Liputan6.com, Jakarta Pemerintah berencana menaikkan cukai hasil tembakau (CHT) atau cukai rokok pada tahun depan. Hal ini tentunya langsung menuai polemik di kalangan pekerja di industri rokok.
Ketua Federasi Serikat Pekerja Rokok Tembakau Makanan Minuman Serikat Pekerja Seluruh Indonesia (FSP RTMM-SPSI) Sudarto mengatakan, dampak kenaikan tarif cukai hasil tembakau (CHT) pada tahun 2022 akan semakin menekan pekerja di sektor tembakau dan menurunkan produksi industri hasil tembakau.
Advertisement
Pada 2021, kenaikan tarif CHT sebesar 12,5 persen menyebabkan pekerja di sektor tembakau semakin terhimpit di tengah pandemi Covid-19.
“Maka itu, kami meminta Presiden Joko Widodo untuk melindungi para pekerja di sektor tembakau. Dengan demikian, mereka tidak kehilangan pekerjaannya," ujarnya saat konferensi pers di Jakarta, Kamis (2/9/2021).

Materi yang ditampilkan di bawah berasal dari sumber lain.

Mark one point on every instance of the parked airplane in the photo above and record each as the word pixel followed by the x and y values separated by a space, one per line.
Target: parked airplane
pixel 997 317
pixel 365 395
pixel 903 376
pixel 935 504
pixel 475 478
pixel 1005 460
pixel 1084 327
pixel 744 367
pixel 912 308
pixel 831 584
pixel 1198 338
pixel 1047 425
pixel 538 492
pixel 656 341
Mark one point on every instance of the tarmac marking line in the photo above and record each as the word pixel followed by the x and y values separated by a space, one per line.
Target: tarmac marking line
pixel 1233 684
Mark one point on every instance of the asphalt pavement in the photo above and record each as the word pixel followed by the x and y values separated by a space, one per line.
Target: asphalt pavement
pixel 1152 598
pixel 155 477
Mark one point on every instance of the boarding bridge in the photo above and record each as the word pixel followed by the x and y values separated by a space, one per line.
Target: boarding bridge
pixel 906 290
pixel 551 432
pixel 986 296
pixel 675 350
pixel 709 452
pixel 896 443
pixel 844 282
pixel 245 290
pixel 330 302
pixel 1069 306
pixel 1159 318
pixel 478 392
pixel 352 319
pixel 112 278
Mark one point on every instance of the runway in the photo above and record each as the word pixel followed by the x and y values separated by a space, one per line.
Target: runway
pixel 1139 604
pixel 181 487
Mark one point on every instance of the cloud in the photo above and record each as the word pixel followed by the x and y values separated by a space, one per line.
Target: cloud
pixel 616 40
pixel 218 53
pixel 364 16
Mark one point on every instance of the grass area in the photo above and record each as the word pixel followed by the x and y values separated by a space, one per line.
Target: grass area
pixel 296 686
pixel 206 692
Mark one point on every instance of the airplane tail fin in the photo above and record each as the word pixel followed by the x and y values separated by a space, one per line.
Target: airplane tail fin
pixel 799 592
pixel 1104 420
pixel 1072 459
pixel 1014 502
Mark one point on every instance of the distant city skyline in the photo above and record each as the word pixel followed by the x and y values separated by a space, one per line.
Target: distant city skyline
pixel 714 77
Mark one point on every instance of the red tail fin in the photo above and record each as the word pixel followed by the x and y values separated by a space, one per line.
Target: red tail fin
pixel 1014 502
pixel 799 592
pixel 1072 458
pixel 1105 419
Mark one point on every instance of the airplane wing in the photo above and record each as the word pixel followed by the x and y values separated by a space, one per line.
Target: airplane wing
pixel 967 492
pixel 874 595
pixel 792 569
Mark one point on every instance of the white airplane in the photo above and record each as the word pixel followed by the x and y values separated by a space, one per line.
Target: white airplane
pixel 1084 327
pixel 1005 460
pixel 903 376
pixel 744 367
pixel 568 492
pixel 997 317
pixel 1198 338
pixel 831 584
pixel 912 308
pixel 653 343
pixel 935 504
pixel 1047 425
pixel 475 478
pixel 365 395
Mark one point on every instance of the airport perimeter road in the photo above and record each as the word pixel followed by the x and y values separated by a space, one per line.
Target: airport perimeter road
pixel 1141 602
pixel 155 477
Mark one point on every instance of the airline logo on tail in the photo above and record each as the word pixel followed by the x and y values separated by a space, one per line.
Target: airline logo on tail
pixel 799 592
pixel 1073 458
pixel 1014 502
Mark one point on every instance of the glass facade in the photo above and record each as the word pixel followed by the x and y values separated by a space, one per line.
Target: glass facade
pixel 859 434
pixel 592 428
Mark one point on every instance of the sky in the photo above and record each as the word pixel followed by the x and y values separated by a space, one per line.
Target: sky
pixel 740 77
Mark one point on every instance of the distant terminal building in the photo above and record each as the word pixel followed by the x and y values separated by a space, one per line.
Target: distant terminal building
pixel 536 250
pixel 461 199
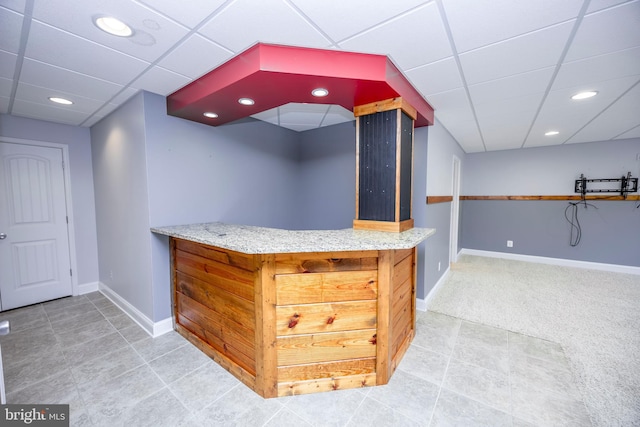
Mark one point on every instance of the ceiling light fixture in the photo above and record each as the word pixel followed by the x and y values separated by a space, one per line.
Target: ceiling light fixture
pixel 320 92
pixel 584 95
pixel 59 100
pixel 113 26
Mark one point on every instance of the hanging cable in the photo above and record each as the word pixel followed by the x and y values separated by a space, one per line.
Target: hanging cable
pixel 575 235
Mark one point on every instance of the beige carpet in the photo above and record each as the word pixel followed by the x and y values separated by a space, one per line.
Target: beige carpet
pixel 594 315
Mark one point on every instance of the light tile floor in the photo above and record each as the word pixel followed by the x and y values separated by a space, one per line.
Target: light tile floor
pixel 85 352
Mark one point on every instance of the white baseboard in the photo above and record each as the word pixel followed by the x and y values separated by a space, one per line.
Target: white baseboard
pixel 614 268
pixel 155 329
pixel 87 288
pixel 422 304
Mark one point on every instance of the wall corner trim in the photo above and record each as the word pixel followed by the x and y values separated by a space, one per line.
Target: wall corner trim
pixel 422 304
pixel 613 268
pixel 154 329
pixel 87 288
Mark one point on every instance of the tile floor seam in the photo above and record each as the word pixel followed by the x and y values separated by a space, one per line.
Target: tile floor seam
pixel 444 376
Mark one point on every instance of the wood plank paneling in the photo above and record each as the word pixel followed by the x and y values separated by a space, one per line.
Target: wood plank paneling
pixel 224 304
pixel 229 342
pixel 326 384
pixel 265 337
pixel 224 256
pixel 301 349
pixel 341 368
pixel 232 279
pixel 326 262
pixel 309 288
pixel 439 199
pixel 325 317
pixel 237 371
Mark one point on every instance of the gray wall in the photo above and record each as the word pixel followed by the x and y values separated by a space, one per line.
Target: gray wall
pixel 243 173
pixel 609 233
pixel 442 148
pixel 122 208
pixel 327 178
pixel 81 173
pixel 153 170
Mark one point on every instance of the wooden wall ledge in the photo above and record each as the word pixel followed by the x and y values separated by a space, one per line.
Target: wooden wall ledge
pixel 443 199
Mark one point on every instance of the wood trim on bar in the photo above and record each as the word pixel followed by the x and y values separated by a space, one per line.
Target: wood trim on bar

Adapun, kebijakan tarif CHT memang sangat berpengaruh terhadap industri dan tenaga kerja. Dia mencontohkan, tarif cukai Sigaret Kretek Tangan (SKT) yang tidak naik pada tahun ini ternyata terbukti dapat membuat industri SKT dapat bertahan hidup. Sudarto juga menjelaskan, sebagian besar anggota RTMM SPSI adalah pekerja di sektor tembakau, khususnya di pabrik SKT.
Saat ini, banyak anggotanya yang terpaksa dirumahkan dengan penghasilan yang tidak optimal akibat pandemi Covid-19. Oleh karena itu, pemerintah didorong untuk tidak memberikan beban tambahan lagi berupa kenaikan tarif CHT di sektor SKT pada tahun 2022.

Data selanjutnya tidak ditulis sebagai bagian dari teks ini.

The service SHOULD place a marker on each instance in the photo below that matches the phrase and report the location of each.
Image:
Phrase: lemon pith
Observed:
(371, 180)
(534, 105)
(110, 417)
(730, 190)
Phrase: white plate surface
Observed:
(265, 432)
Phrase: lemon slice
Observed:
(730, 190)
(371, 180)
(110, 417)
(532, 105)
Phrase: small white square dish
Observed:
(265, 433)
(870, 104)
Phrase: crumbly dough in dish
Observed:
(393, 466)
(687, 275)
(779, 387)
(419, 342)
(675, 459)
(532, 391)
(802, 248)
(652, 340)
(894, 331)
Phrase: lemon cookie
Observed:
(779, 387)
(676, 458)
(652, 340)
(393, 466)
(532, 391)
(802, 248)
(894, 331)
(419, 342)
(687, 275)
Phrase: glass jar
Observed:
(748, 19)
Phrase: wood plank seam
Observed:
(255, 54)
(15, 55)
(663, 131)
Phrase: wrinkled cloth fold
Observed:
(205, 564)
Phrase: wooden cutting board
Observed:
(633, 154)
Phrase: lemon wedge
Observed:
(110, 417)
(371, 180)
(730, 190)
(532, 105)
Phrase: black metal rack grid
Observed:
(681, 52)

Berdasarkan pemantauan RTMM SPSI, kata Sudarto, dampak dari kenaikan tarif CHT di segmen Sigaret Kretek Mesin (SKM) sebesar 12,5 persen pada tahun ini juga telah menimbulkan penurunan produksi 6-8 persen. Kondisi ini makin memprihatikan karena adanya pandemi COVID-19 yang tak kunjung usai.
* Untuk mengetahui kebenaran informasi yang beredar, silakan WhatsApp ke nomor 0811 9787 670 hanya dengan ketik kata kunci yang diinginkan.
Terdampak Pandemi
Sudarto mengatakan, saat ini kurang lebih 30-40 persen anggotanya di Jawa Timur dan Jawa Tengah terkena dampak dari pandemi COVID-19.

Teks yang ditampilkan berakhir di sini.